Global Change Biology
climate change, drought stress, forest-steppe ecotones, semi-arid north-eastern Asia, shoot water potentials, Siberian larch, tree-ring width
Trends in air temperature and precipitation in the forest-steppe ecotone of the western Khentey, northern Mongolia were studied and related to stem increment and shoot water relations in Mongolia’s most common tree species, Siberian larch (Larix sibirica). The area has been subject to a significant increase of summer temperature and a decrease of summer precipitation during the last 47 years. Tree-ring width series from 4400 larch trees show a strongly decreasing annual increment since the 1940s.

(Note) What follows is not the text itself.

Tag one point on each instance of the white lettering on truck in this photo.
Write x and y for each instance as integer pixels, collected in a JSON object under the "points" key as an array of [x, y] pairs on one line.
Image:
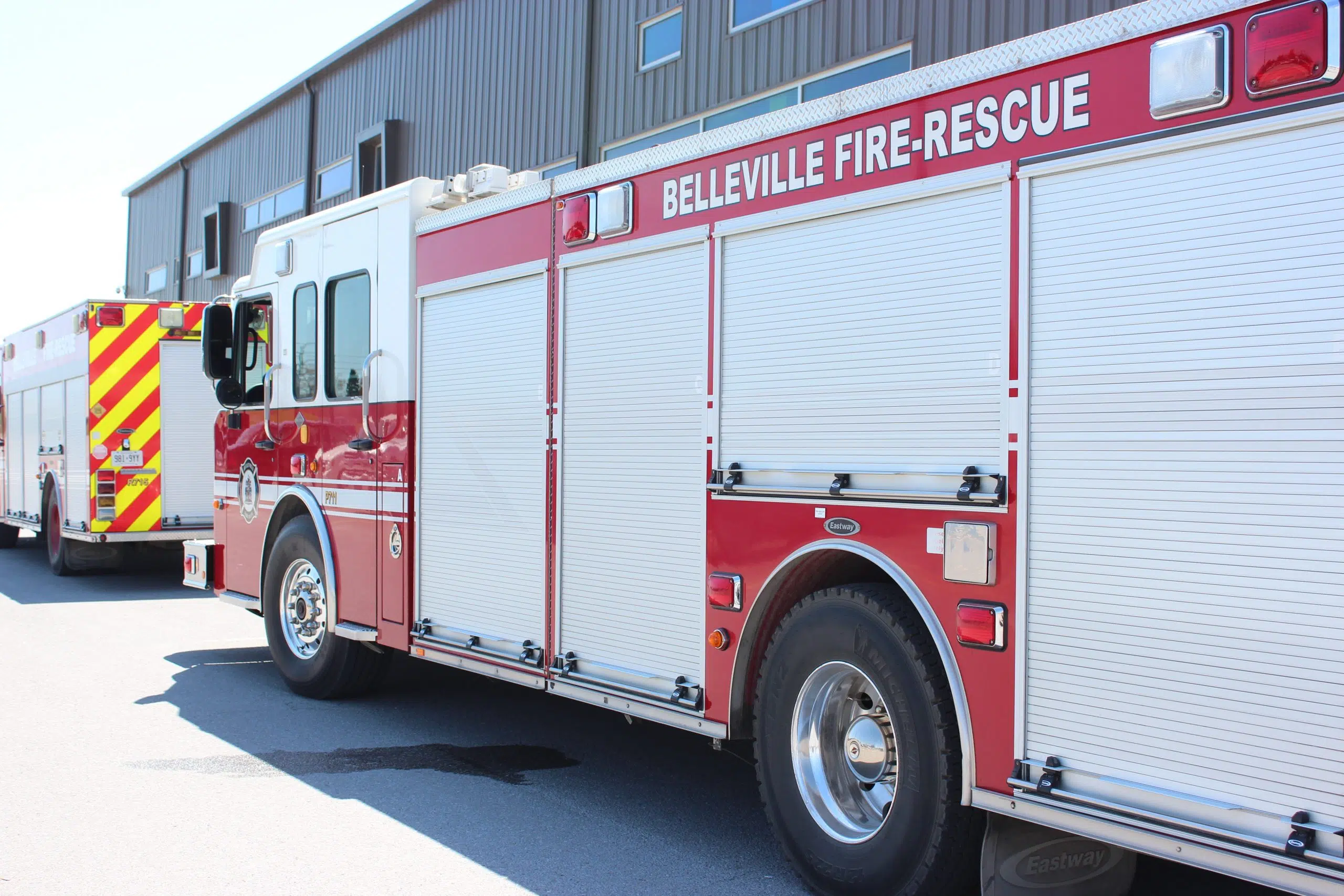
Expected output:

The onset of this decrease is independent of the age of the trees and, therefore, can be attributed to the increasing aridity in the 20th century. Simultaneously to the declining annual increment, regeneration of Siberian larch decreased as well; today regeneration is virtually lacking in the larch forests on mountain slopes of the western Khentey. Measurements of shoot water potentials during the growing season exhibited daily minimum water potentials close to the point of zero turgor for extended periods. The drought stress indicated by these results is in line with the current low annual increment. Trees in the forest interior were more severely stressed and grow more slowly than trees at the forest line to steppe. This is attributable to the recent increase in aridity, as the stand density and probably also the trees themselves in the forest interior are adapted to moister conditions, whereas the trees at the forest edge have always been exposed to a more extreme microclimate. The progressing increase in aridity during the 21st century that is predicted for the western Khentey, suggests a future decline of larch forests. A widespread increase of aridity predicted for most parts of the Mongolian forest belt, suggests even a supra-regional decline of larch.